A las diez y cuarto de la noche, reclamados por el grito: "¡Que salgan los toreros", se repetía un rito casi olvidado y los jugadores del Cáceres CB volvían a saludar alargando así el mágico adelanto de la noche de Reyes. Hansen hacía reverencias, Thompson disfrutaba como si hubiera nacido en Camino Llano y culminaba de la mejor manera una victoria cargada de símbolos y resortes psicológicos.

El partido había empezado prometiendo: los equipos jugaban un baloncesto intenso y la fiesta era manejada por los colegiados más listos que se han visto en el Multiusos.
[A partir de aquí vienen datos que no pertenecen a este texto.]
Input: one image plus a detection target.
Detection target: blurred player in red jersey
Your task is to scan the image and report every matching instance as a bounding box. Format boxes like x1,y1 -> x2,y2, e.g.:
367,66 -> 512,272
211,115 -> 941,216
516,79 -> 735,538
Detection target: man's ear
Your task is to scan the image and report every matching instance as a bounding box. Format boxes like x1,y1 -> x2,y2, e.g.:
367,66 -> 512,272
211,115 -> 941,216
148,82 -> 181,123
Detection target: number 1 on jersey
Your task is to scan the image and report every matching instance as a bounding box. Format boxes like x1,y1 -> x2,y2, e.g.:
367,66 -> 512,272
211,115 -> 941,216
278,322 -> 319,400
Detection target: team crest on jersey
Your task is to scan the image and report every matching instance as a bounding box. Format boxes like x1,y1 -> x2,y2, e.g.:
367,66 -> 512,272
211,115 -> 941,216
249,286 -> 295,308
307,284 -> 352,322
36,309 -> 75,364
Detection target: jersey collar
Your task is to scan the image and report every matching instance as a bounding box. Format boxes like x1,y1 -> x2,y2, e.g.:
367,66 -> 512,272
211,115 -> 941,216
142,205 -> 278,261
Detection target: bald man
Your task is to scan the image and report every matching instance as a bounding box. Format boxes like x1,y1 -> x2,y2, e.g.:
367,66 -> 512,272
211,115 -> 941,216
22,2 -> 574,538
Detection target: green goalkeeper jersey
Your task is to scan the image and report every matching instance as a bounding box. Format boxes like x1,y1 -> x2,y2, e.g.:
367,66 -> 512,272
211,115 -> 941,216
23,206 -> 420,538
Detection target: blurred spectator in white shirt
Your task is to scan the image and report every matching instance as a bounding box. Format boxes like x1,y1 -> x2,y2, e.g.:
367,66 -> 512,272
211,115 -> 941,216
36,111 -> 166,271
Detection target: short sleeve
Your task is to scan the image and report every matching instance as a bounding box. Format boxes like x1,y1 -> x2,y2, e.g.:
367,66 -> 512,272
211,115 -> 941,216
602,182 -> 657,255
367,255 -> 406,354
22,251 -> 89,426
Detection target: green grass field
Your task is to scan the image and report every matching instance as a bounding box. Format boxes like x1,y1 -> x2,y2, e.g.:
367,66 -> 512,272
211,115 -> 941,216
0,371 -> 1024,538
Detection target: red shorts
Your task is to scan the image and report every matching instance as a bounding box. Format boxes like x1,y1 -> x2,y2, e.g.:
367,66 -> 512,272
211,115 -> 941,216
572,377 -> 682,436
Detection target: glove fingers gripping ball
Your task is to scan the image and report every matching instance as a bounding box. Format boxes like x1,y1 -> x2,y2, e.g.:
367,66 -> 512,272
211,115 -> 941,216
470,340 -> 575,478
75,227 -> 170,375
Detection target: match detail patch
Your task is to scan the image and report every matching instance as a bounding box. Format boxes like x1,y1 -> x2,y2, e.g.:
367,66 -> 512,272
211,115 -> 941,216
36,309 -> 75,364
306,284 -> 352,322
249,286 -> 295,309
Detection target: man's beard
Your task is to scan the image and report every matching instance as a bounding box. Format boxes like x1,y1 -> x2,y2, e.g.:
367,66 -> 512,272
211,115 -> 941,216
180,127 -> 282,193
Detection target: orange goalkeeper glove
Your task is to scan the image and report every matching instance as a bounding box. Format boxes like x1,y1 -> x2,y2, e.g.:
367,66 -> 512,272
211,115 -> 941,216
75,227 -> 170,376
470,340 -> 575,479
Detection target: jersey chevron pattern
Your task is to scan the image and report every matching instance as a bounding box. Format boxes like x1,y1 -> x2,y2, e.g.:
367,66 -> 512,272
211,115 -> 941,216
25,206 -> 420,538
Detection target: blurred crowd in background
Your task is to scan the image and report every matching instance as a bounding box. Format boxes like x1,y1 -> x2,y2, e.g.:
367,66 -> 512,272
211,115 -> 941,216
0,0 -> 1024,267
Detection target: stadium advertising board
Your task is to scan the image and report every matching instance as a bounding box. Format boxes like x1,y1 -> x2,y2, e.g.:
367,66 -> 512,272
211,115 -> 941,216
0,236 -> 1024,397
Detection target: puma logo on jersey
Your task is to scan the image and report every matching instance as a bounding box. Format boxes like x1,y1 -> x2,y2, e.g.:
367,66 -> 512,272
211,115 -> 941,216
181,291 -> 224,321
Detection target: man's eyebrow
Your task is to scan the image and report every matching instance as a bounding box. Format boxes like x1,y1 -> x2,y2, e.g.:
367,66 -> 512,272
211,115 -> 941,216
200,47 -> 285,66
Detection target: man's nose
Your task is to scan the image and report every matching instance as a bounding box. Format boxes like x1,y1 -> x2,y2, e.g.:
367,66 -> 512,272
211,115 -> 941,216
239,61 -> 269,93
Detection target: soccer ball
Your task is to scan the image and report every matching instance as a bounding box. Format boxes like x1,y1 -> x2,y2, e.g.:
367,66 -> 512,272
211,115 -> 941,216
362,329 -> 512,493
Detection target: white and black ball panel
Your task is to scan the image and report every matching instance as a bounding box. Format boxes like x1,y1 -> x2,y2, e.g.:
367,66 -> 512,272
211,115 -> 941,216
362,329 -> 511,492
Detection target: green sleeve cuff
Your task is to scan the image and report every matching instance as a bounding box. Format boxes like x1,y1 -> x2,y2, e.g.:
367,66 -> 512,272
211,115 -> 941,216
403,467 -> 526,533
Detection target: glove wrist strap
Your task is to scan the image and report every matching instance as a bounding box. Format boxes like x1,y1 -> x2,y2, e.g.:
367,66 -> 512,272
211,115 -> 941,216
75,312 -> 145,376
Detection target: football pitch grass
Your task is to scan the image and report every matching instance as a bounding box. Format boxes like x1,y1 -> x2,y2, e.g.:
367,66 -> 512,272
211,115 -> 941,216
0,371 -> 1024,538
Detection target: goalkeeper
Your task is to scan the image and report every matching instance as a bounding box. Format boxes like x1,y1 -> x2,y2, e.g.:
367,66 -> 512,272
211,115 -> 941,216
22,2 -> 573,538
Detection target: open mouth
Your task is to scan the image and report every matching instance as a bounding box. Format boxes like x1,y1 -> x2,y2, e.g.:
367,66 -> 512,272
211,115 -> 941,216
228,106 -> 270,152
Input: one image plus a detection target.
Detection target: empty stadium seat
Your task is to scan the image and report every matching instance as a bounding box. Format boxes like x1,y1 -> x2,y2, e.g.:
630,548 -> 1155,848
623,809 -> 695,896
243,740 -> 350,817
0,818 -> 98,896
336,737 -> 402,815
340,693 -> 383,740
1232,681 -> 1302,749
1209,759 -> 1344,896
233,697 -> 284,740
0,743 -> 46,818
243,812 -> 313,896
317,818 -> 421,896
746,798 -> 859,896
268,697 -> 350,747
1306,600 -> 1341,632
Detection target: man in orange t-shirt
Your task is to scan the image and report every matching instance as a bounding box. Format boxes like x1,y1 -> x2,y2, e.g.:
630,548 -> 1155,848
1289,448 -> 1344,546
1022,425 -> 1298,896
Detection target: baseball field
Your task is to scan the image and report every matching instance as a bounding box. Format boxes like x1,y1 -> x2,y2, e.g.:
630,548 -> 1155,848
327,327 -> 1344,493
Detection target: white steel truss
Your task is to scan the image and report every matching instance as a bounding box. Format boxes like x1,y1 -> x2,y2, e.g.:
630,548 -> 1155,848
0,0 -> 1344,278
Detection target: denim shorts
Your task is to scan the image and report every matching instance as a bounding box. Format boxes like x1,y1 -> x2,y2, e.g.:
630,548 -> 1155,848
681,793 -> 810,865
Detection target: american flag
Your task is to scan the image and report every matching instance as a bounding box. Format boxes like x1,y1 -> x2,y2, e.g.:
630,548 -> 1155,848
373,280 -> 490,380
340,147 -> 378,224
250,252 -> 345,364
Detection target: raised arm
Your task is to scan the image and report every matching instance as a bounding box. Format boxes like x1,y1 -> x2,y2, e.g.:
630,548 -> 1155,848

Liderado por el sabio Betancor, el trío arbitral pitaba con autoridad aplastante y picardía endiablada, compensando las equivocaciones con sutileza y permitiendo gestos toreros hacia la grada. "Miguelo, eres un chulo", gritaba un caballero y Betancor hacía un leve sí sonriente.

En la noche triste del Estudiantes, la afición sufrió, pero se divirtió y muchos no socios repitieron: se notaba en las colas abigarradas de las taquillas y se medía en las gradas más colmadas que otras veces. En las letrinas, durante el descanso, se miccionaba nerviosamente más que nunca y, por primera vez en esta temporada, había incluso que hacer cola ante las tacillas.

También en los corrillos de los bares se palpaba una ansiedad desusada. Estaba claro: había una necesidad vital, casi agónica, de ganar, como si el partido fuera el último tren hacia la felicidad.

Y se ganó dejando la voz en la grada y la piel en el campo. O sea, como siempre ganó el Cáceres. A la salida, los semblantes volvían a resplandecer con el mismo brillo de epopeya de aquel histórico 19 de septiembre de 1992, cuando también se venció a la Penya . Hay derrotas que ennoblecen, pero sólo las victorias míticas hacen afición.